You, however, lashed out harshly and bitterly for something that I did while I was extremely messed up. In all honesty, I should not have driven home that night, all I remember was that I was very upset. I woke up the next day with sent text messages on my phone the only real evidence of something that I was ashamed and embarassed of. A friend to me, is someone who accepts you for who you are, including things that are less than savory. Friends can argue and not speak for a time, but to have that friendship instantly switch to hatred wasn't something I expected. Earlier that wednesday night, you had called me several times and said to meet you at the male room. I ended up going over to pick up David before you got off work, but I was still looking forward to talking to you. You give me perspective, if nothing else, and being with the first person since you, I wanted to talk to you about things between Matt and I, and I assumed you would share with me about Adam. You told me that you would "talk to me later." Which I guess in Joe code means that you will give me just enough information to keep me intrigued, but never really let me in.
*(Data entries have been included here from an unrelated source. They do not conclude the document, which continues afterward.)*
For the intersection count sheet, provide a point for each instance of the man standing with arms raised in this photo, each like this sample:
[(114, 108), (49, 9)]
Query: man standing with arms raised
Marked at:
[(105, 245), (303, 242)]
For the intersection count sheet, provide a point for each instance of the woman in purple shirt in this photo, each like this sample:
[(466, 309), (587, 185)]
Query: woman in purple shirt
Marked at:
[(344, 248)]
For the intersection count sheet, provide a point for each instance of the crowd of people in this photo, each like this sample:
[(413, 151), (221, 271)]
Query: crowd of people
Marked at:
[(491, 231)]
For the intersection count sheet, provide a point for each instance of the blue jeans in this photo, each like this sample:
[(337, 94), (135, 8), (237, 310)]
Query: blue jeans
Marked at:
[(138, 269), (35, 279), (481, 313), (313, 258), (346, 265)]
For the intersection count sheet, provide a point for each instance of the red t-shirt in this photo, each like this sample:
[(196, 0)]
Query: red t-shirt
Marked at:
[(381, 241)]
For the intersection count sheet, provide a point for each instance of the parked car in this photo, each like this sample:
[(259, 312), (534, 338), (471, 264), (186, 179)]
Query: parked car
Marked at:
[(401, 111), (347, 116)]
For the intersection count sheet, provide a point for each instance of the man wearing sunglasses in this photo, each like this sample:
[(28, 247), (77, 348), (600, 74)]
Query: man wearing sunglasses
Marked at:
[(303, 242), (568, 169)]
Things didn't work out well that night. I hadn't eaten that day, and was on cold medicine, not to mention smoking pot for the first and last time in months, and then going out, it just wasn't a good combination. And when we went to leave, and I realized Adam was coming with us, I almost decided to go home right then and there. I didn't. The rest is history.
OK, it seems like you would like everyone to believe that I'm insane. Frankly, that bothers me. I could go into detail about your personal business, but I was with you for almost two years, and to me that seems like I would be putting myself down. I could say that you are an asshole, for instance, but then, if I say that to anyone who has any coherence, they're gonna say, "Why did you date him then?" Why did I date you? Because I fell in love with you before I knew who you were. I still don't know who you are, but I've tried to make the best of this shitty hand I've been dealing with. I tried hard to hate you. That didn't work. I've tried to replace you, but in the end, I still care about you. I make mistakes, I'm human, and for that I'm sorry.
When you suddenly wanted me back in your life in September, I didn't know what to make of it, but, silly me, I let you in. I've lost so much because I'm either too strong or too weak to give up on you, but I just keep giving. I thought I could learn to love you unconditionally. I thought I could sleep with you while you slept with people like Teri and Mark. I thought that even if I could just have that much more time with you that I should feel lucky. You used me so you could have a friend who adored you when you first moved here and knew no one.
All in all, I can't stifle the feeling of loss that I've experienced since I met you. While I was with you I felt like I had everything, but afterwards, I felt like I had missed out on so much to be with you. And recently, I've lost David. I know I've even talked to you about this, and I'm sure you've used things I've said in spite of me. Since you moved down here in September, things between me and David have gone downhill. I am not blaming you, but understand that Walter and David mean a lot to me, and I feel so disconnected from them. I feel so disconnected from everything.
Anyways, I'm sorry about your boyfriend, I don't know who he is, and I didn't contact him. I know you won't believe me, but why should you. I don't want to meet with you- what, in all reality, would that accomplish. I kinda thought that this drama was over. I'm not speaking to David or Walter, Matt and I are not together anymore. I didn't want anything to do with the whole situation over there at your apartment. And then I get messages from Matt about you threatening my life.
You never ever wanted to let me into your life enough to talk about things honestly, in the 3 years I've known you, so I don't get it. I don't know if you are just trying to make yourself look good after your death threat, but whatever... Don't worry about mutual friends, we don't have any, you can have them. David has made it more than clear that he wants nothing to do with me. If his friendship with me hinges so dearly on your acceptance, then I can do without. Walter and I will be fine, I just can't talk to him for a while. Oh, and can I say: thanks for not so much as calling me when Bladen was here. I don't know where you get off thinking he was less a part of my life when I was in Pittsburgh than he was yours. That hurt, you totally won that one. Kudos on whatever you said to make him block me from his buddy list.
I accept your pseudo apology, accept mine and feel free to forget I exist.